Chiral sensing system based on the formation of diastereomeric metal complex on a homocysteine monolayer using field effect transistor

A self-assembled monolayer (SAM) of l-homocysteine (l-Hcy) formed on the surface of a gold-deposited gate of a field effect transistor (FET) was used to differentiate between enantiomers of amino acids, for which the formation of diastereomeric metal complexes is fundamental for chiral discrimination. Here, we focus our attention on the dependence of the FET response on the analyte amino acids, the central metal ions involved in complex formation, and the solution pH. Using the l-Hcy SAM-modified gate with added Cu(II), notable negative FET responses were enantioselectively observed for the l-enantiomers of alanine (Ala), phenylalanine, and tryptophan, whereas differences in the FET responses between enantiomers were negligible for asparagine and aspartic acid. Regarding the enantioselectivity for Ala, the addition of Cu(II) was demonstrated to show higher selectivity as compared to other metal ions such as Co(II) and Ni(II). Moreover, for the addition of l-Ala and Cu(II), a particularly strong negative FET response was observed at pH 5.5.

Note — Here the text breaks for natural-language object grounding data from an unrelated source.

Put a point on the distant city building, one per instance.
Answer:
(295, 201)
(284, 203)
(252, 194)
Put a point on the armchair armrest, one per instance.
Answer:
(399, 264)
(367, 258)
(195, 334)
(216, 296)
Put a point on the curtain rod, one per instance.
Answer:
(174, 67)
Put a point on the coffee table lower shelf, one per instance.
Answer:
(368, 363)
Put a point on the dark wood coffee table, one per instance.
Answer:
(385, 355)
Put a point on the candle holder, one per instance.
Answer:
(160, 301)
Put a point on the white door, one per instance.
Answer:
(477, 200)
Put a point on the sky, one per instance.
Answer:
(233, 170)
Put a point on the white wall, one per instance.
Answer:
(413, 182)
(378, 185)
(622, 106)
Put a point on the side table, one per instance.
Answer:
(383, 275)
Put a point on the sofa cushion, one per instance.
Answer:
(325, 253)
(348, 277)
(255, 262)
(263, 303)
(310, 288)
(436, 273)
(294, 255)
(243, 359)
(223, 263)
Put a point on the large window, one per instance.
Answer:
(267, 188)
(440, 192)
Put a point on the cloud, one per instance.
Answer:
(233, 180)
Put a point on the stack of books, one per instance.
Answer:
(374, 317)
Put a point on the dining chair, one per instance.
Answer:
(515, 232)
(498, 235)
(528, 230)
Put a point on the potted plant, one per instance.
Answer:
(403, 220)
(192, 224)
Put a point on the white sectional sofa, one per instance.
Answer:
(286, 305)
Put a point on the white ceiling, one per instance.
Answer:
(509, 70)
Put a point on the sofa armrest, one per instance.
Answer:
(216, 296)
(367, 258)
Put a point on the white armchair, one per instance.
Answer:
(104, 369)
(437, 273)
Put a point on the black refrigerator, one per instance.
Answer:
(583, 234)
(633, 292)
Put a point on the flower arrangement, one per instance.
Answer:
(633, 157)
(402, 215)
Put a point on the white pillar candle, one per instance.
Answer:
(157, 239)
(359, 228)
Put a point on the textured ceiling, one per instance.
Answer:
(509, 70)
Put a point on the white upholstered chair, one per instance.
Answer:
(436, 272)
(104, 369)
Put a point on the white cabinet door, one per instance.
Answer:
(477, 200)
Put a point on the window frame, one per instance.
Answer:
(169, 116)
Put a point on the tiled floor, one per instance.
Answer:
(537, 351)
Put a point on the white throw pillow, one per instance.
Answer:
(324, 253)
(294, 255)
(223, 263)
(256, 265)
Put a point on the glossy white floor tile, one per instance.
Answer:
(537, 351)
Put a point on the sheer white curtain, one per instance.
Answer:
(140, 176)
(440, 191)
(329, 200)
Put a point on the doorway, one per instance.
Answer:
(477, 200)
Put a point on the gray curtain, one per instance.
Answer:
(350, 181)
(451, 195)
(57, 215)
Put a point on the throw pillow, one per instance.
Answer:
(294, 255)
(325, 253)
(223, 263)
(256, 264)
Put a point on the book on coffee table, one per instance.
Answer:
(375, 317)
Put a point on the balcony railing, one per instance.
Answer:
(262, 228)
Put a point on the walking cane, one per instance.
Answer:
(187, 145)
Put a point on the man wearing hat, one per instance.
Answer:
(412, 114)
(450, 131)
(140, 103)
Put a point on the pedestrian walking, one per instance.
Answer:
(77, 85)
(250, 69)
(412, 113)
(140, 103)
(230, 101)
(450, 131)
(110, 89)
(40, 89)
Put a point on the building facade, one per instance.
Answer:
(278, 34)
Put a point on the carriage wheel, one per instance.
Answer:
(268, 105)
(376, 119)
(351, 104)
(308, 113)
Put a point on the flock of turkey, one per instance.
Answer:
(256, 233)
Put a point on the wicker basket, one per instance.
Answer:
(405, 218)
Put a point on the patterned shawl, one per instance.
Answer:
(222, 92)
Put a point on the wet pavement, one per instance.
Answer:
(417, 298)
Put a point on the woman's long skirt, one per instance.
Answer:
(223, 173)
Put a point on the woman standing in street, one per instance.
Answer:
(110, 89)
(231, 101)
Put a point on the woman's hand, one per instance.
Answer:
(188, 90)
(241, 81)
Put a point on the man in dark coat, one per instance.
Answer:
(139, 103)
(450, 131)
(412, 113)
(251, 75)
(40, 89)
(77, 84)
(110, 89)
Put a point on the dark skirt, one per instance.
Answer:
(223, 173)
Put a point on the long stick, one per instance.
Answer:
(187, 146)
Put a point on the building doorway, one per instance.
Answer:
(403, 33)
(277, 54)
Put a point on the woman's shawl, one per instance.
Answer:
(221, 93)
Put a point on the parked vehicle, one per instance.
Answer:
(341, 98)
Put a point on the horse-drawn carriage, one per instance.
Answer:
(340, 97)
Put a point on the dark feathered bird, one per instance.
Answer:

► Au-coated gate of field effect transistors was modified by a homocysteine monolayer. ► Diastereomeric metal complexes on the gate were utilized to develop chiral sensors. ► Enantiomers of several amino acids were successfully discriminated by using Cu(II). ► The enantioselectivity for alanine was the highest for Cu(II) than other metal ions. ► A particular response was observed at pH 5.5 for l-alanine and Cu(II).